Den Bornemann kannte ich seinem Namen nach schon lange; irgendwann, als er noch lebte, hatte ich ihn auch in einer Fernsehsendung (bei meiner Mutter) erlebt. Jetzt bin ich auf ihn durch den Artikel von Huntemann gekommen, auf den ich hier in diesem Forum aufmerksam machen wollte. Leider ist mein Beitrag kaum beachtet bzw. Gegenstand einer lächerlichen Personaldebatte geworden - sei es, weil religiöse Fragen hier ohnehin auf Ablehnung stoßen, sei es, weil ich mich als Autor des Beitrages zu erkennen gegeben habe.
Egal, ich hatte schon vorher versucht, das Buch, welches dem Internetartikel zugrundeliegt, in der Bonner Universitätsbibliothek zu finden. Dort ist es nicht vorrätig. Aber ich fand ein anderes Buch von Huntemann mit dem Titel: Biblisches Ethos im Zeitalter der Moralrevolution, mit über 700 Seiten. Da ist nun wieder von Bornemann die Rede, aber auch von vielen anderen Autoren, die zu lesen sich lohnen könnte.
Über Bornemann habe ich dann in der Wikipedia und den verlinkten Quellen ein paar Stunden recherchiert. Zuletzt bin ich wieder in die UB gegangen und habe "Das Patriarchat" dort ausgeliehen. Der Mann schreibt übrigens sehr angenehm. Huntemann auf seine Weise auch. Das muß man erwähnen, weil das Lesen mancher anderer Bücher, so wichtig sie auch sind, eine Qual sein kann. Dann braucht es Kaffee, um überhaupt in die nötige Stimmung zu kommen.
Das Lesen in Foren ist nicht unbedingt so ergiebig. Da geht es oft um Tagesereignisse und um endlose sinnarme Dialoge. Am Ende bedauert man, sich nicht von vornherein einem guten Buch zugewandt zu haben. Bücher wie die oben genannten sind oft sehr gehaltvoll, da die Autoren ihrerseits viel gelesen und es als Professoren meist gelernt haben, zusammenhängend darzustellen.

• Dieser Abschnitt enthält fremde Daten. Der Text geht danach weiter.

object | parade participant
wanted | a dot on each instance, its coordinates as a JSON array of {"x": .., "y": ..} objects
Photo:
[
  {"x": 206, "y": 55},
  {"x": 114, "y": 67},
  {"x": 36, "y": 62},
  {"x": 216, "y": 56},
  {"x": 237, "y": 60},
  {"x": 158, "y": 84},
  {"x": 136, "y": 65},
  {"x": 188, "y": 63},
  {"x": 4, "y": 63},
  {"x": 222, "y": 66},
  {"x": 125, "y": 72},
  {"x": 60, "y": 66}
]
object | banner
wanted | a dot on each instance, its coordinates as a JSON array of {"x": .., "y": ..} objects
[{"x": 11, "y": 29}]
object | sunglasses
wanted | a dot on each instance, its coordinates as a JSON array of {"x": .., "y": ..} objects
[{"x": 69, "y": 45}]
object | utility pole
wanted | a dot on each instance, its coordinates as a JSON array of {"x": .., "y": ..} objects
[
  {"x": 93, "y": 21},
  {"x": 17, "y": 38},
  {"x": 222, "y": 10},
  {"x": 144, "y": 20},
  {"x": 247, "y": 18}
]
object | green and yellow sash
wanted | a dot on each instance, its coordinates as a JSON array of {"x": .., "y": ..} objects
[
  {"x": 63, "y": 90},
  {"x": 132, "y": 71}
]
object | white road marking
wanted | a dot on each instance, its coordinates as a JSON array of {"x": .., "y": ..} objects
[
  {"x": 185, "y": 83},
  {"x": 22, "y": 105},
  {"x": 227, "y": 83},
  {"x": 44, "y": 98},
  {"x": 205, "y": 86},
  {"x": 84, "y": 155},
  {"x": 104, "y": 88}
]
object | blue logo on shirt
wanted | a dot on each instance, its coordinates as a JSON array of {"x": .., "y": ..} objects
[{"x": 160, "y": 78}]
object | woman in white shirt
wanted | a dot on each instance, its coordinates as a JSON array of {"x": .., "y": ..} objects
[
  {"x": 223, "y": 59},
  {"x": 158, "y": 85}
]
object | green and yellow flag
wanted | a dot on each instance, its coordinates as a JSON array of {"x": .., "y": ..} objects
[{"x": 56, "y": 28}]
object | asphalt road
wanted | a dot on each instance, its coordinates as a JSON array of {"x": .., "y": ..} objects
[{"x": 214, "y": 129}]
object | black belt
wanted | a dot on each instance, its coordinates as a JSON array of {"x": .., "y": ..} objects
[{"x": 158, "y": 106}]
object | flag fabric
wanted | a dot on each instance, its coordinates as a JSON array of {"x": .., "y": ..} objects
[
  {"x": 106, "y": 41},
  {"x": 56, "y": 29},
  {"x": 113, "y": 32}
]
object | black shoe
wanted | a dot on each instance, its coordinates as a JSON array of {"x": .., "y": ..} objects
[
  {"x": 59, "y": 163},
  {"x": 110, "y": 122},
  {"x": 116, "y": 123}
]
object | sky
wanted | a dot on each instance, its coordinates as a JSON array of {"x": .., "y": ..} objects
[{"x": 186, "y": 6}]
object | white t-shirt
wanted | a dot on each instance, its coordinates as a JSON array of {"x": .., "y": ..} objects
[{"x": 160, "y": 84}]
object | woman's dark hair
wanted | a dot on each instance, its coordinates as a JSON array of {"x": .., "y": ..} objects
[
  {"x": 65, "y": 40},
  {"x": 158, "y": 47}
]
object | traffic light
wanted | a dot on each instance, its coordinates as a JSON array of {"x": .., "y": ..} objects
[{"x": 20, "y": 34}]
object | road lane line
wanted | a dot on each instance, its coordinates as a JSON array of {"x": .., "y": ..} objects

Auf S.M.Gearhart bin ich zufällig gekommen durch ein Buch von Claudia Heyne, das ich mal gekauft habe und das dann jahrelang bei mir im Regal gestanden hat. Als ich später versucht habe, diese Gearhart im Internet zu finden, gelang mir das zunächst nicht, da der Name bei Heyne falsch geschrieben war (Gaerhart statt Gearhart). Zuletzt fand ich sie in der englischsprachigen Wikipedia. Darauf schrieb ich über sie den Artikel in der deutschsprachigen Wikipedia. Auf diese Entdeckung bin ich, offen gesagt, etwas stolz.
Auf Mary Daly kam ich beim Lesen der kanadischen Webseite "Fathers of Life". Das war Zufall, denn diese Seite ist sehr verzweigt.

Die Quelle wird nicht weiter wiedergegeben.